Image via RealClearMarkets
AI’S “DOT-COM MOMENT” WARNING — RELIABILITY IS THE NEW VALUATION MULTIPLE
The argument: AI’s potential is real, but reliability gaps are widening — and the market is pricing outcomes as if accuracy, compliance, and accountability are solved. They’re not. The next phase isn’t “can it generate,” it’s “can it be trusted in production without lawsuits, hallucinations, or regulatory blowback.”
That’s the part retail misses every cycle. In 1999 it was eyeballs; in 2007 it was AAA ratings; in 2021 it was “users” and zero rates. When the story breaks, it breaks where expectations are laziest: enterprise deployment, liability, and unit economics.
✍ My Take: The AI trade is splitting into two buckets: infrastructure winners with real demand (power, data centers, semis, networking) and “AI-washed” software that’s about to learn what churn looks like. If reliability becomes the gating factor, the premium shifts from hype to proof — and multiples compress hard where pricing assumes perfection.
GAP CLEANS UP MARGINS — BUT SLOW GROWTH MEANS NO HERO MULTIPLE
Gap is showing margin improvement, but the backdrop is still slow growth and a consumer that’s picky, promotional, and increasingly split by income tier.

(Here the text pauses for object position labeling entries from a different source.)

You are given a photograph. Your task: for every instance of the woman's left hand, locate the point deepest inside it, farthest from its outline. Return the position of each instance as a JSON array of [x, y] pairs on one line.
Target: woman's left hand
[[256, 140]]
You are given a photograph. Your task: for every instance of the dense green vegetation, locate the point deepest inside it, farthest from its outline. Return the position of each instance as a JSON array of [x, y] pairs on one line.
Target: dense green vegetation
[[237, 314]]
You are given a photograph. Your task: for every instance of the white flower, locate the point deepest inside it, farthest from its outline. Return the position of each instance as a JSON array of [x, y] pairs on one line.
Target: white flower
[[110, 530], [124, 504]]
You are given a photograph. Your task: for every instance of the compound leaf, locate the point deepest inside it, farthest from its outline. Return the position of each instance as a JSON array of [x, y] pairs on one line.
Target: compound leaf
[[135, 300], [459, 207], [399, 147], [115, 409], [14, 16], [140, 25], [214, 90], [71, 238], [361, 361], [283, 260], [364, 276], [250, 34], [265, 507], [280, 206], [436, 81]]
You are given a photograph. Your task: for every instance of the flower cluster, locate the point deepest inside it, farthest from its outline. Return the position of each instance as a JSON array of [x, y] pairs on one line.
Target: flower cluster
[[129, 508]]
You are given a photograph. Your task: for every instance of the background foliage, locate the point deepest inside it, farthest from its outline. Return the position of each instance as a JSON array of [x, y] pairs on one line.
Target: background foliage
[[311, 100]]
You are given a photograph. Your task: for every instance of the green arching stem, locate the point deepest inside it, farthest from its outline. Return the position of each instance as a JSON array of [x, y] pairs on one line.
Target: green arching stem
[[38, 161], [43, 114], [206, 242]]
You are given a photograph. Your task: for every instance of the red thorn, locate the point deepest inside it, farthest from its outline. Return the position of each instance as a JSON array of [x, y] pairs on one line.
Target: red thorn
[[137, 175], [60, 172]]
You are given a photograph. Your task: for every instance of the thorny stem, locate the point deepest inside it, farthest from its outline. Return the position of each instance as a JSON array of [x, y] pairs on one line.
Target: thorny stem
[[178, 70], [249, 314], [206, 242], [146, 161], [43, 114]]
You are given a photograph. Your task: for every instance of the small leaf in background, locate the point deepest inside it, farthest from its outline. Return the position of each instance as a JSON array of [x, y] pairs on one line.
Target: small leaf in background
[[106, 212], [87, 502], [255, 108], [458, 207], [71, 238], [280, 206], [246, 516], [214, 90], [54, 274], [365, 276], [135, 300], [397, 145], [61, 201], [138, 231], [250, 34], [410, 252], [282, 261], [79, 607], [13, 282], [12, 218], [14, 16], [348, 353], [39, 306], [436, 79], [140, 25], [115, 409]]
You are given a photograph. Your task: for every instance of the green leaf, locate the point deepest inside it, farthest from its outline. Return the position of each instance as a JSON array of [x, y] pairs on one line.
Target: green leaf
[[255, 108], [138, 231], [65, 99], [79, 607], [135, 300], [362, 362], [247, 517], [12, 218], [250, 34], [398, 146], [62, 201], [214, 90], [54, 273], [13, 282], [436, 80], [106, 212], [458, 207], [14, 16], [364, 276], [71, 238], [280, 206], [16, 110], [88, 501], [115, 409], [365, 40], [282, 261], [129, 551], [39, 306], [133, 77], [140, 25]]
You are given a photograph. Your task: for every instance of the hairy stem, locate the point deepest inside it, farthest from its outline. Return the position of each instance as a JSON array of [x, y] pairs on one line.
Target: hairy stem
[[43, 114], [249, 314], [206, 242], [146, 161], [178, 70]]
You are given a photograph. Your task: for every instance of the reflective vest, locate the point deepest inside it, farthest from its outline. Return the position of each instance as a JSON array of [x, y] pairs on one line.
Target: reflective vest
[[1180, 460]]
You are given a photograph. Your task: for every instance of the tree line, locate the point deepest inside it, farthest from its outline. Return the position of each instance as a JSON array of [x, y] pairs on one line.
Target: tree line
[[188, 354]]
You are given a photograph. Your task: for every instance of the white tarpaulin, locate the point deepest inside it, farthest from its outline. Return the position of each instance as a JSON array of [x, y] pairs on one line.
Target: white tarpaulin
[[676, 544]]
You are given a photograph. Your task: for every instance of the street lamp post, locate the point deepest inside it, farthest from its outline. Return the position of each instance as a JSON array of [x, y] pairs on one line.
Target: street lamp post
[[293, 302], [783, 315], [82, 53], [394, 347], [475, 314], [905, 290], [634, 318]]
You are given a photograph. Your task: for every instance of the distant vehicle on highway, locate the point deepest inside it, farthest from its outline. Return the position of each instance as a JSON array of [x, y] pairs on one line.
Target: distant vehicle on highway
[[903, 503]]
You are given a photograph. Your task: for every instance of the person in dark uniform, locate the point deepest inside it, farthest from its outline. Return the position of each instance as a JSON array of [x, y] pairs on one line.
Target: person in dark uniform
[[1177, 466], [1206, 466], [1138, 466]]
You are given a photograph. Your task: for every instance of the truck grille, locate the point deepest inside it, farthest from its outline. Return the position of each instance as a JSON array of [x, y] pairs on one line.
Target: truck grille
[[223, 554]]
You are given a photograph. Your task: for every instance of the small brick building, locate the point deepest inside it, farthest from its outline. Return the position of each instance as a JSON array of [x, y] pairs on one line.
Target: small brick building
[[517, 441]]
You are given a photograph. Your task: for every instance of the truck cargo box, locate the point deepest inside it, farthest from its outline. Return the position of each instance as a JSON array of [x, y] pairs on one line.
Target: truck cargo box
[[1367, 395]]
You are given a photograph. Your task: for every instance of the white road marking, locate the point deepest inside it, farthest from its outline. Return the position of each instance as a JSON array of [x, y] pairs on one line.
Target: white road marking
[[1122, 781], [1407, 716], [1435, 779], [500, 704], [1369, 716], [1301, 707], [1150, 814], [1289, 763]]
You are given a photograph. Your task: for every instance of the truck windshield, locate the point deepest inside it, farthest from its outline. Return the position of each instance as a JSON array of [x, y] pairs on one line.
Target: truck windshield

Operational fixes help — but retail isn’t rewarded for “less bad” when demand is drifting and pricing power is scarce.
In this tape, you don’t just need better execution — you need a reason revenues re-accelerate without discounting. Margin gains built on cost cuts are finite; margin gains built on pricing power are rare.
✍ My Take: I don’t chase retailers on margin headlines when top-line momentum is questionable and macro is re-inflating. If inflation stays sticky and rates stay higher, apparel gets squeezed between input costs and a consumer trading down. Treat this as a trading stock, not a “new era” compounder.
SABA WINS UK TECH TRUST FIGHT — DISCOUNT CLOSURE IS THE ONLY RELIGION
Boaz Weinstein’s Saba has seized control of the Edinburgh Worldwide Investment Trust after a bruising fight that included a SpaceX-related feud. This is the closed-end fund playbook: attack persistent discounts to NAV, force governance change, push buybacks/tenders, and make the math work.
UK-listed tech and venture-style trusts have been sitting ducks — illiquid assets, volatile marks, and public-market shareholders stuck watching discounts widen. Activists don’t need the underlying portfolio to moon; they just need the discount to shrink.
✍ My Take: This is bullish for “discount-to-NAV” activists and a warning shot to every sleepy investment trust board. The fastest return in risk-off venture isn’t a unicorn IPO — it’s governance plus capital actions. If you own these vehicles, stop pretending patience is a strategy: discount control is the product.
📎 CNBC
Trade what they do, not what they say. Fred Frost out.